One area that crucially is different between the two countries is how the creation of new teams is treated. When Manchester United was bought by the Glazers, Americans who also own the Tampa Bay Buccaneers, a group of Manchester United fans got together in protest, which eventually turned into fan groups pooling money and starting a new team, Football Club United of Mancester, or FCUM for short. They've already made it to the Premier League, even if it's the Unibond Northern Premier League, Division One North, a full 7 levels of football below Manchester United.
Compare this to the NFL, which has no lower divisions and if one wanted to start a new team, say in Los Angeles, you would need approval of the League's commissioner as well as the Board of Directors, as well as a metric fuckton of money, as well as a possible stadium location, etc. As a communalist system, the NFL works on stringently controlling all aspects of the sport, especially the economic ones, making it extremely difficult for newcomers to break into the game.

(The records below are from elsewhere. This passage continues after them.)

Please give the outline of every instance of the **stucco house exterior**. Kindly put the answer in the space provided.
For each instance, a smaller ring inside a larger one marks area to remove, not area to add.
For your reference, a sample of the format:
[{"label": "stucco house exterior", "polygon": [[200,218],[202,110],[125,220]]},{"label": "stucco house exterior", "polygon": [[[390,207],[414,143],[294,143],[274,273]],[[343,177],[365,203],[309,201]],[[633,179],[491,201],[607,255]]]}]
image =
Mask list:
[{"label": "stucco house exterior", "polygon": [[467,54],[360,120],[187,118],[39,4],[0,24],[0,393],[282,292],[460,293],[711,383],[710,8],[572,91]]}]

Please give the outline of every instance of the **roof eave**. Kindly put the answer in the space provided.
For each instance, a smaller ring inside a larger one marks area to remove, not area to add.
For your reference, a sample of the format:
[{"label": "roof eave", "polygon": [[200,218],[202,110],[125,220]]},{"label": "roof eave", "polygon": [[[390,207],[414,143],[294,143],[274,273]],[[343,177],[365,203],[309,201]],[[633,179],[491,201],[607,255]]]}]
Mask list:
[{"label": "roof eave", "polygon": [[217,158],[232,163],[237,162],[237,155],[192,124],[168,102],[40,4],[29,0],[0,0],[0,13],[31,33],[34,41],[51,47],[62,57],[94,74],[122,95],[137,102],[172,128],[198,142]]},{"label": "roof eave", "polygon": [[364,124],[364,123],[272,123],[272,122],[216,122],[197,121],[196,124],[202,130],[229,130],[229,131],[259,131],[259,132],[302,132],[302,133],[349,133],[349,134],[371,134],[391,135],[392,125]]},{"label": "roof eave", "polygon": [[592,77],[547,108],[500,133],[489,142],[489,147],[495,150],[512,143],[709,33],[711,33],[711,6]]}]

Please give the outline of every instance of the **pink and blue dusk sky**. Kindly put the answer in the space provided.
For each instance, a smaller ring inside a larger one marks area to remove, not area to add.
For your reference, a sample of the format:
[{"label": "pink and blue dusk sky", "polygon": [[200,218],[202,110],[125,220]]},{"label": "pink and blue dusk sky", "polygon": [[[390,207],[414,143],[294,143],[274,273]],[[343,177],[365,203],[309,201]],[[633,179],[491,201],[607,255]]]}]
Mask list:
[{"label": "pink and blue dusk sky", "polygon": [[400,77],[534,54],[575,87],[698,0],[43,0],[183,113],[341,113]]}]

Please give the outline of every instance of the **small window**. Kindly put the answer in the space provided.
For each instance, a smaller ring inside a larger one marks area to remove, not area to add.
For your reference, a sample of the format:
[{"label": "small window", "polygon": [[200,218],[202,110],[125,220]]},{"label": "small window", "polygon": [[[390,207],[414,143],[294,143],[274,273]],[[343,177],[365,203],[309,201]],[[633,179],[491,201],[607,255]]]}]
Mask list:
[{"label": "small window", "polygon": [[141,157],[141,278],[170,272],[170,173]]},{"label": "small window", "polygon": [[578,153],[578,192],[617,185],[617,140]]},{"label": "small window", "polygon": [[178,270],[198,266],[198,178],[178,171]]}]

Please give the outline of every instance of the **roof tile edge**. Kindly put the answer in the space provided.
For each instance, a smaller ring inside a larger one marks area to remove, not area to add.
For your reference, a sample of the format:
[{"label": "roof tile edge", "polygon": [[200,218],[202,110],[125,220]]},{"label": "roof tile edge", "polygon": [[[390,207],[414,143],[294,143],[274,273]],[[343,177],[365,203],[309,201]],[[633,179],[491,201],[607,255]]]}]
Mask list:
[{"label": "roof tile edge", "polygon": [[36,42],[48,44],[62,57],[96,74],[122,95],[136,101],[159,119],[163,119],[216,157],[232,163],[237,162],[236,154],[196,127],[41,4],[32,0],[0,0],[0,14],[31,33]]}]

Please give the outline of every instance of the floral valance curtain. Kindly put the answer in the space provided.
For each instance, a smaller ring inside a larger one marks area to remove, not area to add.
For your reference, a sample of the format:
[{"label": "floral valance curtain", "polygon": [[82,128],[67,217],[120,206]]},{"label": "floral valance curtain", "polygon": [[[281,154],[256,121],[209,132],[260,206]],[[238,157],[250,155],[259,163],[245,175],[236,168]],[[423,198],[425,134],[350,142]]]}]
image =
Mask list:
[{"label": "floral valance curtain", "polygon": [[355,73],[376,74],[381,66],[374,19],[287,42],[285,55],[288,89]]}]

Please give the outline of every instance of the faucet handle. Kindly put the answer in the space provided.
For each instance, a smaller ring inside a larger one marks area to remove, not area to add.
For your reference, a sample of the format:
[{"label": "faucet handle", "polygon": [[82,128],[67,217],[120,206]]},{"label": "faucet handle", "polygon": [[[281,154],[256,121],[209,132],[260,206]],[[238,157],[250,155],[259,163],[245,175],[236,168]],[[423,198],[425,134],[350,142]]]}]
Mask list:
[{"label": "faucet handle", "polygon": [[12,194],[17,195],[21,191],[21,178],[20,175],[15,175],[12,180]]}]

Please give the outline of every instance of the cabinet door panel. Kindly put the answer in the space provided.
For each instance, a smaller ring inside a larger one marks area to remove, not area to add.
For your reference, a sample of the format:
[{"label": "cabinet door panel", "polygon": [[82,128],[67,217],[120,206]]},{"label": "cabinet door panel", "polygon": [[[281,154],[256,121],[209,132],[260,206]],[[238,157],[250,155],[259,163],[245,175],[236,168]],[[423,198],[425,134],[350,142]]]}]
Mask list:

The fact that both the Manchester United supporters who left to support FCUM, as well as the Wimbledon supporters who started AFC Wimbledon after the original Wimbledon FC was moved to Milton Keynes, is a strong argument for the viability of the more entrepreneurial sporting system in the UK, even if the financial maneuverings at the top of that system are regarded as the catalyst for these groups of supporters having to"take back" their teams.
At the same time, the system as set up in England creates a situation where, like other businesses, a club can fail to the point of disappearing. Leeds United have always been one of the larger clubs and in 2001 they were one of the pretenders to the throne, even appearing in the Champion's League semi-finals. Today, they've been relegated to the third division of English football, complete with a 15 point deduction to start the season thanks to shaky financial dealings which at one point threatened the club with liquidation. Smaller clubs are continually having to deal with what's called "asset stripping" as owners take over the club with the main intention of leveraging the club's property as real estate, often leaving clubs with nowhere to play.
I'm left wondering if there isn't a sweet spot in the middle ground, possibly along the lines of the NBA's soft cap and luxury tax, some way to allow the big clubs to spend money if they want while allowing smaller clubs to maintain a certain level of competitive edge, creating leagues with discernible styles for their different teams and some financial oversight on teams that might otherwise be run into the ground. There's no way to bring back the past; however, that doesn't mean that future disasters are in any way inevitable.